Rajasthan, India.
Near the Palace of the Maharajah.He'd been keeping himself as well as he could. When riding his ancient bicycle through the throngs of humanity on the streets of Jaipur, he looked like a normal sized man. Standing next to his percussion guru, he was rather small, not a meter and a half tall. He was very thin and couldn't have weighed much more than 40 kilos. He still had all his teeth, however, and an enviable full head of hair. The signs of a lifetime of malnourishment were clear. Ram looked over 50, but in reality was maybe 38 years old. Survival in Northwestern India had its challenges.
Ram's life consisted of three things; his family, his job in the ruby mine, and his drumming. His children were all grown and married but they visited him almost daily. He lived in a small rented room on the edge of town with his wife.
Ram attended the palace music college and played tabla in the afternoons. For the last four months, he had been playing with a westerner. They were the same age, but Ram looked like he could've easily been his father. Ram enjoyed playing with his pale new friend. He didn't speak English and the foreigner couldn't speak Hindi.
Ram suspected he understood Hindi as he would respond in English to things Ram would ask him. Others at the school were to be able to have long conversations with him and Ram implored him to speak Hindi with him. The others thought this was funny. The westerner looked upset by this and suggest they play the Keherwa Taal, the second variation. This was Ram's favorite.

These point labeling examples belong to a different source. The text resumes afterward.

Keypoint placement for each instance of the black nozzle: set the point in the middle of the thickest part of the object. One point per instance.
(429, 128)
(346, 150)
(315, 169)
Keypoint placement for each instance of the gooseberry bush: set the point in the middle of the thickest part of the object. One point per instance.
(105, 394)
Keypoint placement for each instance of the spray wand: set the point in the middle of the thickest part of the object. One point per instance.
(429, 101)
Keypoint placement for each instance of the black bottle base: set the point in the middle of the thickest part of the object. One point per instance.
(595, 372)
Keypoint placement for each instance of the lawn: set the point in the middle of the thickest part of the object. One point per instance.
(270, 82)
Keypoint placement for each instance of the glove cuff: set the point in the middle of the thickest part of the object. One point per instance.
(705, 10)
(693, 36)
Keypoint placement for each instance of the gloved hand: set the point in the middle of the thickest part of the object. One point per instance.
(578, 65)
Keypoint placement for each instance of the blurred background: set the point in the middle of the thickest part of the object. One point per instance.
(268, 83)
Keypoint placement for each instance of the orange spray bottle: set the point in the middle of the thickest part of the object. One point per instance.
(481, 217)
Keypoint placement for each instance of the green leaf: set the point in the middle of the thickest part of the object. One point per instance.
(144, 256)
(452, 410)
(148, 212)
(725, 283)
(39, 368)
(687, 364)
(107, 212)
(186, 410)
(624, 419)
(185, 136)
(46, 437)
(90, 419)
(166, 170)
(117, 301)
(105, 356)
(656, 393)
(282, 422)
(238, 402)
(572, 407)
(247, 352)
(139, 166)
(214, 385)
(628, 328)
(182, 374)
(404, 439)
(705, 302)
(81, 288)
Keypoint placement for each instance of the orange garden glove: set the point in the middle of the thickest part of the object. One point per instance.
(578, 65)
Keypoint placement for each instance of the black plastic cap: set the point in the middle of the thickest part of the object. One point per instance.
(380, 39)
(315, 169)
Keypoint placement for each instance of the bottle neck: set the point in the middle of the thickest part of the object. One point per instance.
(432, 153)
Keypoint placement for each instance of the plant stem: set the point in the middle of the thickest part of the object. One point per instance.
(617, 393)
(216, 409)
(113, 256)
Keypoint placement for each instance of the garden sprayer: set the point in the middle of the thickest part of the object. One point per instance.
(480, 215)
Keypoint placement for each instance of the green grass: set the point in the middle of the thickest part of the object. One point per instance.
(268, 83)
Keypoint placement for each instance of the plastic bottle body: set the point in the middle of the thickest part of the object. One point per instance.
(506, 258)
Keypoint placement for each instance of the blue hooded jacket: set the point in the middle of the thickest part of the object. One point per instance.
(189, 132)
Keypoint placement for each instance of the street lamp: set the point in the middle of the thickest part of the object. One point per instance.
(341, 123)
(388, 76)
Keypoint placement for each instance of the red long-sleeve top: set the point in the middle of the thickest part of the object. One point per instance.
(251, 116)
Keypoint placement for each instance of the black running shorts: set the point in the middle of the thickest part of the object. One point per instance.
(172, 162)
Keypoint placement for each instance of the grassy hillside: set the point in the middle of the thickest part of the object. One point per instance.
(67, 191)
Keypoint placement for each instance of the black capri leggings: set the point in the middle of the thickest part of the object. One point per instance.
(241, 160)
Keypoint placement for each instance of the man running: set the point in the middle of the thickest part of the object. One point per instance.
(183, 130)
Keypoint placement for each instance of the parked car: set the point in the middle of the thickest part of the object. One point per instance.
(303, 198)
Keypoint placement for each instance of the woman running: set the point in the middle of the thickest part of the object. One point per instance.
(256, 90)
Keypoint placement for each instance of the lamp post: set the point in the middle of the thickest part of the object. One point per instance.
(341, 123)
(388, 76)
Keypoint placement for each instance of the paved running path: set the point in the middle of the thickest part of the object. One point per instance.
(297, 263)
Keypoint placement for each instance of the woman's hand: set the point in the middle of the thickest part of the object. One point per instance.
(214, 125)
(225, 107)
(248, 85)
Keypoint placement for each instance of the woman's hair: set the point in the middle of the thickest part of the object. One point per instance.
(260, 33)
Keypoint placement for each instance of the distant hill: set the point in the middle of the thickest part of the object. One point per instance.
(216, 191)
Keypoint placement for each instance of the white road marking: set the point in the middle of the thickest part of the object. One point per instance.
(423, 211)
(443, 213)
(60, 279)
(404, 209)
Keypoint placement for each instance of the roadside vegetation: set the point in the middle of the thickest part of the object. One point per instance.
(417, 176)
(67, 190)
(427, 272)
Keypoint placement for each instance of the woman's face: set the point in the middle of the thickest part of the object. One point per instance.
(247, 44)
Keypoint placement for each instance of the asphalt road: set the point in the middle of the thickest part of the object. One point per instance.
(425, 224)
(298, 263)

Ram considered their mutual understanding of rhythm to be their bonding point. He had never connected with someone from the other side of the world before. The guru treated him with respect, though he was also a student. They both held their guru in high regard. They created music together, they were musicians.
At Ram's job in the mine, he crawled through the darkness in search of precious items. It was here that he found the fate stone, a rugged uncut crimson gem the size of a rupee. The day he found the stone he was alone deep within a new crack in a side wall more than a kilometer underground. He immediately experienced its power.
Ram held the crystal in his hand and closed his bony fingers around it. It felt warm next to his skin. The soothing heat reached up his arm to his brain. A mild euphoria swept through his mind. He squeezed the gem firmly.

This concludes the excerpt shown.